If your skill handles high-stakes decisions where mistakes are extremely costly (legal contract analysis, financial auditing), consider Claude Opus 4.5 for its improved reasoning and reliability. It costs more, but if correctness is high-value, customers will pay more too.
You might even offer two tiers: standard on Sonnet, premium on Opus.
How quickly can I start earning?
Technically, in an afternoon. With a hosted platform like Agent37, you could go from a finished skill on your laptop to a live, monetized product in a single day. No servers to set up. No Stripe integration to build yourself. Learn more about how to monetize Claude code skills specifically.
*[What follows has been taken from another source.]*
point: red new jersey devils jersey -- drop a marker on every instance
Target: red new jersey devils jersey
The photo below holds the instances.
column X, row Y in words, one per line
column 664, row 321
We've seen creators make their first sale the same day they finished building. The speed to market is more about finding the users than the technology at this point.
What's the minimum viable security I need?
At minimum: restrict your skill's capabilities to what's necessary, don't embed secrets in your code, ensure it runs in a sandbox, keep logs of actions, implement basic rate limiting, and have a clear usage disclaimer.
If you're dealing with sensitive user data or enterprise clients, step it up: dedicated instances, audit logs on request, and potentially security certifications.
The Window Is Open Now
Skills are rapidly becoming the standard way to package reusable AI workflows. Anthropic is pushing skills as core modules, and adoption is accelerating across developer workflows. But most creators are still stuck in the "share a zip file on GitHub" era.
If you move quickly, you can establish a foothold before the market gets crowded.
If you've built something valuable, don't give it away for free or resign yourself to hourly consulting forever. Turn it into a product. Package your workflow, host it, and let anyone use it through a simple interface. This is the future of AI for entrepreneurs.
Agent37 handles the infrastructure so you can focus on building and selling. You upload your skill, set your price, and we give you a link to share with your audience. You keep 80% of the revenue. We take 20% for hosting, billing, and maintenance.
If you're ready to monetize your Claude skill, you can get started on Agent37 right now. No waiting list. No coding required beyond the skill you've already built.
The AI gold rush isn't just for big companies. Individual creators and experts can carve out profitable niches by packaging their know-how into AI skills. There's never been a better time to claim your slice of this market.